If you are a person of faith, particularly a Christian and you may be offended by those who think otherwise, read no further. Which, of course, for most people, is like saying, “KEEP READING!” Just consider yourself forewarned. This is a rant. About “Christians.”
Over the past few months, there seems to have developed a proliferation of people doing this…
In case you can’t read it, the sign reads “I Confess the Lord Jesus. Amen.”
This is at the major intersection closest to my house. There’s also a guy with a similar sign who has been appearing at the corner right by my office for some time now. The guy in the picture points at every driver and asks them to honk. I’ve driven by him several times now and when I don’t honk, he insults me. Today, while I sat in the left turn lane, he looked at me and said “you a hecka idiot.” Or something like that. I know this — he was looking at me, I wasn’t honking, and “you” and “idiot” were in his statement, and “are not” wasn’t. This is the second time I have driven by this guy and not honked and had him say something to me.
Meanwhile, the church near my neighborhood has a message board. This week’s message: “God Only Wrote One Book. Maybe You Should Read It.”
I have written before about this church’s message board. (Here and here and probably a couple of more times as well.)
What I will never understand and will always have a problem with is why certain members of faith feel that they have to put their message out and in my face. What they have is a faith. They do not have a fact. They do not have anything other than what they personally believe and they should keep it to themselves. I’ve been a non-believer my entire life. Even when I went to church as a child, I don’t recall having strong feelings of belief in the whole story of Jesus Christ, God, and the rest of it. When I turned 18, I stopped going to church and have been entirely comfortable with my lack of belief ever since.
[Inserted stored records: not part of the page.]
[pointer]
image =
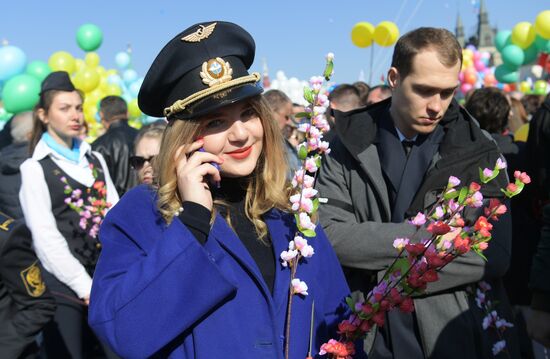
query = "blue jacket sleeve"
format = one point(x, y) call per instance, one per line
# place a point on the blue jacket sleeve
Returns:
point(151, 279)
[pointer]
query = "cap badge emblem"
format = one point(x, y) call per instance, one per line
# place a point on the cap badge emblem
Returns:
point(200, 34)
point(216, 71)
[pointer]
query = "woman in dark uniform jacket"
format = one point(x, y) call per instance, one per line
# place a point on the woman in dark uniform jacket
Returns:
point(205, 280)
point(58, 182)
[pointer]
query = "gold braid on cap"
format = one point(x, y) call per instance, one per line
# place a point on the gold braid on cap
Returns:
point(180, 105)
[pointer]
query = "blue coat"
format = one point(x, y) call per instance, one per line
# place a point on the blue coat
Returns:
point(156, 290)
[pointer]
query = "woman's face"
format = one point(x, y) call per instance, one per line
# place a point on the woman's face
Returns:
point(64, 119)
point(235, 133)
point(147, 148)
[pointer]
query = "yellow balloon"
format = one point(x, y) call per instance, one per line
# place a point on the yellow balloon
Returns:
point(86, 79)
point(523, 34)
point(62, 61)
point(112, 90)
point(542, 24)
point(361, 34)
point(522, 133)
point(92, 59)
point(524, 87)
point(386, 33)
point(133, 109)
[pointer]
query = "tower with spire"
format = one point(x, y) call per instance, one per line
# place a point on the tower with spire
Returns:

A month or so ago I started reading How Jesus Became God. I didn’t finish the book but I learned a fascinating thing in the first couple of chapters. Something I had never heard before. I believe that there is a historical figure, named Jesus, who lived about 2,000 years ago. I won’t quibble with that. It’s the rest, of course, that I disagree with. The interesting thing about this book is that it revealed for me that around the time that this Jesus figure was alive, there were many (MANY!) other individuals wandering around the Middle East who claimed to be prophets, whose followers claimed performed miracles, and whose followers claimed were resurrected. In fact, resurrection was an incredibly common claim of the day, but is in fact most likely explained not by the actual fact of a resurrection, but instead by those followers feeling the presence of their leader after the leader’s death. Think about it. When somebody close to you dies, don’t you feel something at some point. Something that feels like they are still with you. It’s that type of feeling, maybe a little deeper, a little more profound, that turned into resurrection tales.
What’s my point? Jesus was one of many prophets. His life story, as put to paper in the bible, was not written by God. It was written by men who used his teachings to push an agenda, to push an idea. The idea that somehow he, out of all the prophets the world has produced is the Son of God and we should follow him is something that can only be founded on faith and desire and need. But, it is certainly not founded on anything related to fact or actual truth and reality.
Believe in his teachings. I’m good with that. (I actually believe in many of them, probably more than most people who claim they are Christians — I saw a beautiful thing on Facebook the other day, it basically said that if Jesus was alive today, Fox News and Republicans would accuse him of being a socialist weirdo from the Middle East who wants to take over the world and give it to the poor.) But, please, please stop putting your belief and your faith in my face.
In the Sacramento area, and in a few other places, atheist organizations have started to put their message on billboards. I wish they wouldn’t (see this for what I think of atheist organizations), for the same reason I wish Christians would worship in their own space and in their own way and leave me the hell out of it. But, here’s what’s interesting. Read the article I linked to, read the quote from the Catholic Priest. Oh, never mind, I’ll provide it to you here:
“I don’t take it as offensive so much as it doesn’t make sense trying to do a thing like that,” he said.
“I don’t know that you have to go to these lengths to push it down people’s throats by trying to put it out there, where there’s no way to escape it,” Kiernan continued.